В московские псиные ночи автор не устает твердить прекрасный русский стих: «...не расстреливал несчастных по темницам...» «Вот символ веры, вот подлинный канон настоящего писателя, смертельного врага литературы».
Глядя на разрешенного большевиками литературоведа Митьку Благого, молочного вегетарианца из Дома Герцена, который сторожит в специальном музее веревку удавленника Сережи Есенина, автор думает: «Чем была матушка филология и чем стала... Была вся кровь, вся непримиримость, а стала псякрев, стала всетерпимость...»

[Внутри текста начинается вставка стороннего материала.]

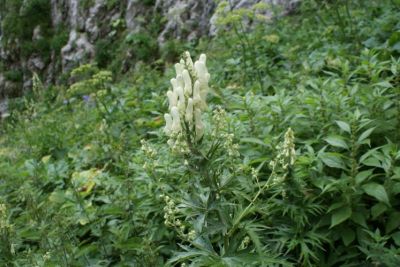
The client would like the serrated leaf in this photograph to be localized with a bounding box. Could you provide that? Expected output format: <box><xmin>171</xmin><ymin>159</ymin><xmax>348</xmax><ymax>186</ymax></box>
<box><xmin>319</xmin><ymin>153</ymin><xmax>346</xmax><ymax>169</ymax></box>
<box><xmin>371</xmin><ymin>202</ymin><xmax>387</xmax><ymax>219</ymax></box>
<box><xmin>325</xmin><ymin>136</ymin><xmax>349</xmax><ymax>149</ymax></box>
<box><xmin>336</xmin><ymin>121</ymin><xmax>351</xmax><ymax>134</ymax></box>
<box><xmin>355</xmin><ymin>169</ymin><xmax>374</xmax><ymax>184</ymax></box>
<box><xmin>392</xmin><ymin>232</ymin><xmax>400</xmax><ymax>247</ymax></box>
<box><xmin>240</xmin><ymin>137</ymin><xmax>267</xmax><ymax>146</ymax></box>
<box><xmin>351</xmin><ymin>211</ymin><xmax>368</xmax><ymax>228</ymax></box>
<box><xmin>386</xmin><ymin>211</ymin><xmax>400</xmax><ymax>234</ymax></box>
<box><xmin>357</xmin><ymin>127</ymin><xmax>375</xmax><ymax>143</ymax></box>
<box><xmin>362</xmin><ymin>157</ymin><xmax>382</xmax><ymax>168</ymax></box>
<box><xmin>362</xmin><ymin>183</ymin><xmax>390</xmax><ymax>205</ymax></box>
<box><xmin>341</xmin><ymin>227</ymin><xmax>356</xmax><ymax>247</ymax></box>
<box><xmin>330</xmin><ymin>206</ymin><xmax>351</xmax><ymax>228</ymax></box>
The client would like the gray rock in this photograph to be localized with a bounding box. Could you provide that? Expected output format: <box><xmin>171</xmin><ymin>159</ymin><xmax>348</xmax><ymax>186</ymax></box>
<box><xmin>61</xmin><ymin>30</ymin><xmax>94</xmax><ymax>71</ymax></box>
<box><xmin>28</xmin><ymin>55</ymin><xmax>46</xmax><ymax>72</ymax></box>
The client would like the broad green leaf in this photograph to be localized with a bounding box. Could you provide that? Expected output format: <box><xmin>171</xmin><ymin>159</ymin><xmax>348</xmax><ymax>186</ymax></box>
<box><xmin>340</xmin><ymin>227</ymin><xmax>356</xmax><ymax>247</ymax></box>
<box><xmin>319</xmin><ymin>152</ymin><xmax>346</xmax><ymax>169</ymax></box>
<box><xmin>386</xmin><ymin>211</ymin><xmax>400</xmax><ymax>234</ymax></box>
<box><xmin>392</xmin><ymin>231</ymin><xmax>400</xmax><ymax>247</ymax></box>
<box><xmin>325</xmin><ymin>136</ymin><xmax>349</xmax><ymax>149</ymax></box>
<box><xmin>362</xmin><ymin>183</ymin><xmax>390</xmax><ymax>205</ymax></box>
<box><xmin>351</xmin><ymin>211</ymin><xmax>368</xmax><ymax>228</ymax></box>
<box><xmin>330</xmin><ymin>206</ymin><xmax>351</xmax><ymax>228</ymax></box>
<box><xmin>336</xmin><ymin>121</ymin><xmax>351</xmax><ymax>133</ymax></box>
<box><xmin>355</xmin><ymin>169</ymin><xmax>374</xmax><ymax>184</ymax></box>
<box><xmin>240</xmin><ymin>137</ymin><xmax>268</xmax><ymax>147</ymax></box>
<box><xmin>357</xmin><ymin>127</ymin><xmax>375</xmax><ymax>143</ymax></box>
<box><xmin>327</xmin><ymin>202</ymin><xmax>346</xmax><ymax>212</ymax></box>
<box><xmin>371</xmin><ymin>202</ymin><xmax>387</xmax><ymax>219</ymax></box>
<box><xmin>362</xmin><ymin>157</ymin><xmax>382</xmax><ymax>168</ymax></box>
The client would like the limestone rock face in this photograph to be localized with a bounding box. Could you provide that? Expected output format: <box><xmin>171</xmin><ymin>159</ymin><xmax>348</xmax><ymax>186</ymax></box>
<box><xmin>0</xmin><ymin>0</ymin><xmax>301</xmax><ymax>99</ymax></box>
<box><xmin>61</xmin><ymin>30</ymin><xmax>94</xmax><ymax>71</ymax></box>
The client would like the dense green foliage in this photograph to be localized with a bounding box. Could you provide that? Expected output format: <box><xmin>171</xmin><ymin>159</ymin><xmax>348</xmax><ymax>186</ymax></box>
<box><xmin>0</xmin><ymin>0</ymin><xmax>400</xmax><ymax>266</ymax></box>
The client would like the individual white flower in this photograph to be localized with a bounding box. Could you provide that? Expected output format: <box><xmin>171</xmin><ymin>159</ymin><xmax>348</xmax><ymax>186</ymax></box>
<box><xmin>194</xmin><ymin>108</ymin><xmax>204</xmax><ymax>140</ymax></box>
<box><xmin>175</xmin><ymin>63</ymin><xmax>185</xmax><ymax>75</ymax></box>
<box><xmin>185</xmin><ymin>98</ymin><xmax>193</xmax><ymax>124</ymax></box>
<box><xmin>167</xmin><ymin>90</ymin><xmax>178</xmax><ymax>109</ymax></box>
<box><xmin>171</xmin><ymin>107</ymin><xmax>182</xmax><ymax>133</ymax></box>
<box><xmin>176</xmin><ymin>86</ymin><xmax>186</xmax><ymax>112</ymax></box>
<box><xmin>182</xmin><ymin>70</ymin><xmax>192</xmax><ymax>96</ymax></box>
<box><xmin>164</xmin><ymin>114</ymin><xmax>172</xmax><ymax>135</ymax></box>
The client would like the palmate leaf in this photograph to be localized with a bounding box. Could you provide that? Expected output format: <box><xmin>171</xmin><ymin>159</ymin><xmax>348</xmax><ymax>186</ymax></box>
<box><xmin>330</xmin><ymin>206</ymin><xmax>351</xmax><ymax>228</ymax></box>
<box><xmin>362</xmin><ymin>183</ymin><xmax>390</xmax><ymax>206</ymax></box>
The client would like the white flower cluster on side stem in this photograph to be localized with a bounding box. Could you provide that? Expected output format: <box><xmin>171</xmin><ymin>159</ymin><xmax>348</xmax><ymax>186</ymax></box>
<box><xmin>270</xmin><ymin>128</ymin><xmax>296</xmax><ymax>184</ymax></box>
<box><xmin>164</xmin><ymin>52</ymin><xmax>210</xmax><ymax>146</ymax></box>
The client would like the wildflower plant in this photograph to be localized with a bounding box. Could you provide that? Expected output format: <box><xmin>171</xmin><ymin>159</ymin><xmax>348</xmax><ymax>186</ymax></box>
<box><xmin>164</xmin><ymin>52</ymin><xmax>210</xmax><ymax>153</ymax></box>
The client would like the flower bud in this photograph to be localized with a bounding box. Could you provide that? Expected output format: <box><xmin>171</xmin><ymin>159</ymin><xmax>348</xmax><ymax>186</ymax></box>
<box><xmin>194</xmin><ymin>108</ymin><xmax>204</xmax><ymax>140</ymax></box>
<box><xmin>164</xmin><ymin>114</ymin><xmax>172</xmax><ymax>135</ymax></box>
<box><xmin>171</xmin><ymin>107</ymin><xmax>182</xmax><ymax>133</ymax></box>
<box><xmin>182</xmin><ymin>70</ymin><xmax>192</xmax><ymax>96</ymax></box>
<box><xmin>175</xmin><ymin>63</ymin><xmax>184</xmax><ymax>75</ymax></box>
<box><xmin>185</xmin><ymin>98</ymin><xmax>193</xmax><ymax>123</ymax></box>
<box><xmin>167</xmin><ymin>91</ymin><xmax>178</xmax><ymax>109</ymax></box>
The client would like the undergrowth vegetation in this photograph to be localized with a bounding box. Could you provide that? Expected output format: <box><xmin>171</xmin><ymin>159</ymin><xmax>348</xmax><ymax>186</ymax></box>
<box><xmin>0</xmin><ymin>0</ymin><xmax>400</xmax><ymax>266</ymax></box>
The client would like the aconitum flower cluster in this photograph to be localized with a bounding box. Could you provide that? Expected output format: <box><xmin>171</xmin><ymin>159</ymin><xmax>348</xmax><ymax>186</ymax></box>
<box><xmin>164</xmin><ymin>52</ymin><xmax>210</xmax><ymax>146</ymax></box>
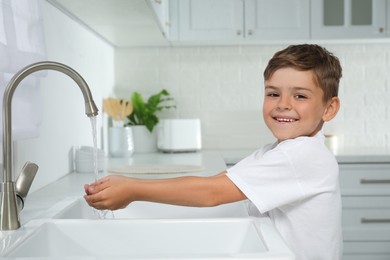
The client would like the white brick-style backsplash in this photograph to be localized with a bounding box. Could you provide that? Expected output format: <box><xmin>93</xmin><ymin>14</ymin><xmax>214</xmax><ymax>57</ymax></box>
<box><xmin>114</xmin><ymin>43</ymin><xmax>390</xmax><ymax>149</ymax></box>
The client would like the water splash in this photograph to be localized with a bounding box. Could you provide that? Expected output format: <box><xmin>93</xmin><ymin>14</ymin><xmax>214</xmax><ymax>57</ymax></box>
<box><xmin>90</xmin><ymin>116</ymin><xmax>115</xmax><ymax>219</ymax></box>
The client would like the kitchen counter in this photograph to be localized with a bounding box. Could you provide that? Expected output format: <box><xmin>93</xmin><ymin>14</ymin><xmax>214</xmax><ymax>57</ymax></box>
<box><xmin>20</xmin><ymin>151</ymin><xmax>226</xmax><ymax>225</ymax></box>
<box><xmin>0</xmin><ymin>151</ymin><xmax>294</xmax><ymax>259</ymax></box>
<box><xmin>216</xmin><ymin>147</ymin><xmax>390</xmax><ymax>165</ymax></box>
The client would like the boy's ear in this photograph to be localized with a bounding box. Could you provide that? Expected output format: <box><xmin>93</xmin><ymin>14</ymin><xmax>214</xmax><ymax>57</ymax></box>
<box><xmin>322</xmin><ymin>97</ymin><xmax>340</xmax><ymax>122</ymax></box>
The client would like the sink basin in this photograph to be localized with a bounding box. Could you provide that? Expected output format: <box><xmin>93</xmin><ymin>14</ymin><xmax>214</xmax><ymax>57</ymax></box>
<box><xmin>0</xmin><ymin>218</ymin><xmax>294</xmax><ymax>260</ymax></box>
<box><xmin>47</xmin><ymin>198</ymin><xmax>248</xmax><ymax>219</ymax></box>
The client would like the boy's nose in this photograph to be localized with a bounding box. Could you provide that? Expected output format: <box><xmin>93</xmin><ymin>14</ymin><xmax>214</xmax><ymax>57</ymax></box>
<box><xmin>278</xmin><ymin>97</ymin><xmax>292</xmax><ymax>110</ymax></box>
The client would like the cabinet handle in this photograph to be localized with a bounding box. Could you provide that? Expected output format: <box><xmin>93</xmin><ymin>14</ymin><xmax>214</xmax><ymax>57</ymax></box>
<box><xmin>360</xmin><ymin>179</ymin><xmax>390</xmax><ymax>184</ymax></box>
<box><xmin>360</xmin><ymin>218</ymin><xmax>390</xmax><ymax>223</ymax></box>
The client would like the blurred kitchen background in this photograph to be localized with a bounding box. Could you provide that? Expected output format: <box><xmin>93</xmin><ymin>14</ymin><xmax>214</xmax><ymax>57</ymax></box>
<box><xmin>3</xmin><ymin>0</ymin><xmax>390</xmax><ymax>189</ymax></box>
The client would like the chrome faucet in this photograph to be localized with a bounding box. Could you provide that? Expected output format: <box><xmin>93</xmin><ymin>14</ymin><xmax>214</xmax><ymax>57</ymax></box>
<box><xmin>0</xmin><ymin>61</ymin><xmax>98</xmax><ymax>231</ymax></box>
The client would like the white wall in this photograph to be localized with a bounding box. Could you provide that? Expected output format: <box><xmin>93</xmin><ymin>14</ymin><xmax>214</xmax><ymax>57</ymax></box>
<box><xmin>114</xmin><ymin>43</ymin><xmax>390</xmax><ymax>149</ymax></box>
<box><xmin>14</xmin><ymin>0</ymin><xmax>114</xmax><ymax>193</ymax></box>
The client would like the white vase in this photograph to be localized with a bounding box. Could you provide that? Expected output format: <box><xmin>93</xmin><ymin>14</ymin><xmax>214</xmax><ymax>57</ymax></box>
<box><xmin>131</xmin><ymin>125</ymin><xmax>157</xmax><ymax>153</ymax></box>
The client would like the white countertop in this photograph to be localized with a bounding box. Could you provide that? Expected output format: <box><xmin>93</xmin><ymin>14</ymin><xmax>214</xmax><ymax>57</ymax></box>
<box><xmin>20</xmin><ymin>151</ymin><xmax>226</xmax><ymax>224</ymax></box>
<box><xmin>0</xmin><ymin>151</ymin><xmax>293</xmax><ymax>259</ymax></box>
<box><xmin>216</xmin><ymin>147</ymin><xmax>390</xmax><ymax>165</ymax></box>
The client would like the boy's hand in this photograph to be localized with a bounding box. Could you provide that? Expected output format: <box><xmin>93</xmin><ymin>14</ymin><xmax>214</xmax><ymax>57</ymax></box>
<box><xmin>84</xmin><ymin>176</ymin><xmax>131</xmax><ymax>210</ymax></box>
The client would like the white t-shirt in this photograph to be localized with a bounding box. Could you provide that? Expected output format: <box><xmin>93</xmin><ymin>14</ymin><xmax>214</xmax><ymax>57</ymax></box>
<box><xmin>227</xmin><ymin>132</ymin><xmax>342</xmax><ymax>260</ymax></box>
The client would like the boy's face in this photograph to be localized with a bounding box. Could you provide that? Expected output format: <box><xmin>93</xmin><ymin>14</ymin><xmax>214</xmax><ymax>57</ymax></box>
<box><xmin>263</xmin><ymin>68</ymin><xmax>338</xmax><ymax>142</ymax></box>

Список убийц русских поэтов пополняется. На лбу у этих людей видна каинова печать литературных убийц — как, например, у Горнфельда, назвавшего свою книгу «Муки слова»... С Горнфельдом автор познакомился в те времена, когда еще не было идеологии и некому было жаловаться, если тебя кто обидит. В двадцать девятом советском году Горнфельд пошел жаловаться на автора в «Вечернюю Красную Газету».
Автор приходит жаловаться в приемную Николая Ивановича, где на пороге власти сиделкой сидит испуганная и жалостливая белочка-секретарша, охраняя носителя власти как тяжелобольного. Он хочет судиться за свою честь. Но обращаться можно разве что к Александру Ивановичу Герцену... Писательство в том виде, как оно сложилось в Европе и особенно в России, несовместимо с почетным званием иудея, которым гордится автор. Его кровь, отягощенная наследством овцеводов, патриархов и царей, бунтует против вороватой цыганщины писательского племени, которому власть отводит места в желтых кварталах, как проституткам. «Ибо литература везде и всюду выпол-
[191]
няет одно назначение: помогает начальникам держать в повиновении солдат и помогает судьям чинить расправу над обреченными».
Автор готов нести ответственность за издательство ЗИФ, которое не договорилось с переводчиками Горнфельдом и Карякиным. Но он не хочет носить солидную литературную шубу. Лучше в одном пиджачке бегать по бульварным кольцам зимней Москвы, лишь бы не видеть освещенные иудины окна писательского дома на Тверском бульваре и не слышать звона сребреников и счета печатных листов.
Для автора в бублике ценна дырка, а в труде — брюссельское кружево, потому что главное в брюссельском кружеве — воздух, на котором держится узор. Поэтому его поэтический труд всеми воспринимается как озорство. Но он на это согласен. Библией труда он считает рассказы Зощенко — единственного человека, который показал трудящегося и которого за это втоптали в грязь. Вот у кого брюссельское кружево живет!
Ночью по Ильинке ходят анекдоты: Ленин с Троцким, два еврея, немец-шарманщик, армяне из города Эривани...
«А в Армавире на городском гербе написано: собака лает, ветер носит».